On the precedence of the Levy report, we should also recall that Labor governments have, since 1967, been busy institutionalizing Israel's presence in the West Bank. In 1969, Labor's central committee approved an "oral document" that accepted the Jordan River as Israel's security border. In 1973, the Galili document (named after Yisrael Galili, who served as Chief of Staff of the Haganah, and as a member of Knesset for Mapam, a party to the left of Labor) called for Israeli settlement in key parts of the West Bank, for security purposes.
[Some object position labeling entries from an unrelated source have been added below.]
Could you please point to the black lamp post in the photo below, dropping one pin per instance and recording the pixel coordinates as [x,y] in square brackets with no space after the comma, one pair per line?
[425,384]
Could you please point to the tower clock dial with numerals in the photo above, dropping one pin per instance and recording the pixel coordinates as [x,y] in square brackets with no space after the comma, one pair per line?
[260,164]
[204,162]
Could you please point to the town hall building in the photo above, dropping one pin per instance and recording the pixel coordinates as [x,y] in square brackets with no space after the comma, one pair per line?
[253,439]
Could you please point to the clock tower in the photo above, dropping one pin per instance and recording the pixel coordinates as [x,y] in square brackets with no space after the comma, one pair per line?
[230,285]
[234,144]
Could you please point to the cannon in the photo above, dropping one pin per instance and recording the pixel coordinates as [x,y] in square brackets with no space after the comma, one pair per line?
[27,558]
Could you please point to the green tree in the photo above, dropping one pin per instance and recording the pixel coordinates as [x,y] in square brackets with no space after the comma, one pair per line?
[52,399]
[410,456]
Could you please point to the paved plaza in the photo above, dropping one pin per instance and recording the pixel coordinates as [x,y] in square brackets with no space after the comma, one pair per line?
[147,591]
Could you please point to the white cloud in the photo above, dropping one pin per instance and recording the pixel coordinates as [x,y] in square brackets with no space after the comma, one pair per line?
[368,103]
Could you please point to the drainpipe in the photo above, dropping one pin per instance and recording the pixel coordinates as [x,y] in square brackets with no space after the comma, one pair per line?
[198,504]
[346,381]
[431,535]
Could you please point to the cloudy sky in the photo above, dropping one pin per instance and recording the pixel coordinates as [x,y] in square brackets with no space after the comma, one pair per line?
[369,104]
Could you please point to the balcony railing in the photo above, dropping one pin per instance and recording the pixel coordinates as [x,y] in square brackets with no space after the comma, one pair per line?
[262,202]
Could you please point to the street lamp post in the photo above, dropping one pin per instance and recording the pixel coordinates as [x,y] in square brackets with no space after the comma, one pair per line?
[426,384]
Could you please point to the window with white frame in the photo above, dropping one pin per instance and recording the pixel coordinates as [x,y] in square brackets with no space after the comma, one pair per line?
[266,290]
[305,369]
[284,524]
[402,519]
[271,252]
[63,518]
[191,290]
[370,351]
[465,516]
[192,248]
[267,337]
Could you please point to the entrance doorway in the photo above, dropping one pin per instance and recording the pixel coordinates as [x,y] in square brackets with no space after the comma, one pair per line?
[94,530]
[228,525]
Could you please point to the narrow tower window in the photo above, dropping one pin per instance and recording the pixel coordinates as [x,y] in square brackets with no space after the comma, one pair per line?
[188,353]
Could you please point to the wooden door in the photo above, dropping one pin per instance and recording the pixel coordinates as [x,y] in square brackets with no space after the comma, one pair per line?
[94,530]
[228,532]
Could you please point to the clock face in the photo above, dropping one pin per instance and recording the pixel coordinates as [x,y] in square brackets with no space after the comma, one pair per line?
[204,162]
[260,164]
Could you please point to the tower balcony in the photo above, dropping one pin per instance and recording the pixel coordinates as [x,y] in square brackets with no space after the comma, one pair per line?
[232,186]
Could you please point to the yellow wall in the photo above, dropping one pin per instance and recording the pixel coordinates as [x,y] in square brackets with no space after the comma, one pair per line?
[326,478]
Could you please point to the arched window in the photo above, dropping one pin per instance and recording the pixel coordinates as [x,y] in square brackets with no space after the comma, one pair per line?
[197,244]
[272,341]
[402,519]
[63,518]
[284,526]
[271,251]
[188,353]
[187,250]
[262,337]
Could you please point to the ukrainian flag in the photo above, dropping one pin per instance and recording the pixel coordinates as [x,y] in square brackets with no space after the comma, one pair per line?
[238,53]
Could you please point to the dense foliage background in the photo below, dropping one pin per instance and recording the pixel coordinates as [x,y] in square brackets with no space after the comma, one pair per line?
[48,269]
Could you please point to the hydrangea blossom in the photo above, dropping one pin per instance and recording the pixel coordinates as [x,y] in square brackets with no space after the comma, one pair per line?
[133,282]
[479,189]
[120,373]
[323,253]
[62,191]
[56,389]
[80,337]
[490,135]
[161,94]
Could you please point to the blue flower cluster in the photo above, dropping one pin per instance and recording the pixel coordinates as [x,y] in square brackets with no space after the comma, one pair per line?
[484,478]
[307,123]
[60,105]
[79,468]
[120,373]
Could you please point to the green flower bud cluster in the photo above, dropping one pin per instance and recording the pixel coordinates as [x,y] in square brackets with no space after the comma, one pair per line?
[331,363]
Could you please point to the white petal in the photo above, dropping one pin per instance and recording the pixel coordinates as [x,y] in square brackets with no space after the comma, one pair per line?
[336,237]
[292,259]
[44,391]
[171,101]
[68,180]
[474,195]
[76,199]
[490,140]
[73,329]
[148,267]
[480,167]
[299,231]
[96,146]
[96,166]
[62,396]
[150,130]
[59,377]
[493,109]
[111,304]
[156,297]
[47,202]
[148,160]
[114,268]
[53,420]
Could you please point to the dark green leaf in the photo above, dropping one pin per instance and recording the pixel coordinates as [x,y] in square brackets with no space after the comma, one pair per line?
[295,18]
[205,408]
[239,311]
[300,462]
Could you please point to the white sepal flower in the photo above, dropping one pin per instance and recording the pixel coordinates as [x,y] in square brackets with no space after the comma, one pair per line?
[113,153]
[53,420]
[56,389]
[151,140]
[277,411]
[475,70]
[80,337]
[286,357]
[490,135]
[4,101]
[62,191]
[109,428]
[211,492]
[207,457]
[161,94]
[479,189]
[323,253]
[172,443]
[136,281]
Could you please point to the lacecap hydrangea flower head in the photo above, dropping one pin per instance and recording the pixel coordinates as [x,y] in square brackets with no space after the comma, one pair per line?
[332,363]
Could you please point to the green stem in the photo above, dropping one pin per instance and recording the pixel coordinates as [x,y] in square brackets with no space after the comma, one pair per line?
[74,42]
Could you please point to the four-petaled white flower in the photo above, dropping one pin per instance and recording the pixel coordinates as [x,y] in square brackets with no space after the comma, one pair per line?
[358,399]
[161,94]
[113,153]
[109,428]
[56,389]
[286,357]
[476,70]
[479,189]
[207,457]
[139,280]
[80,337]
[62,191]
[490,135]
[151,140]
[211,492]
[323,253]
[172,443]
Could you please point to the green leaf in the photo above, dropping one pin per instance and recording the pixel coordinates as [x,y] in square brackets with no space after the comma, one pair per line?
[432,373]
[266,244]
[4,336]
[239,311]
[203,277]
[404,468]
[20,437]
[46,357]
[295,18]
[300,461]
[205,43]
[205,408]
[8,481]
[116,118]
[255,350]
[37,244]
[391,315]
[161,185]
Though the document was later rescinded, all Israeli governments have proceeded as though its provisions remain the guiding framework. There have been differences between governments (for instance, Likud expanded the number and location of settlements after 1977), but these have narrowed since the 1990s. No Israeli government has ever stopped settlement building, and even the 2005 Sasson Report (which the Levy Committee was supposed to supersede) noted that Israel had established a set of political and legal criteria that had to be met before new settlements could be authorized. In other words, settlements were still acceptable under specified conditions. This is, of course, outside of the fact that new settlements have been constructed as "neighborhoods" of existing ones.

In short, Israel's insistence on the right of Jews to settle in the West Bank, and the government's facilitation of such an enterprise, should no longer be a surprise. Several precedents have been set already, and there's nothing in the historical record or existing trends to suggest that the government won't also implement -- however slowly or unofficially -- the Levy report either.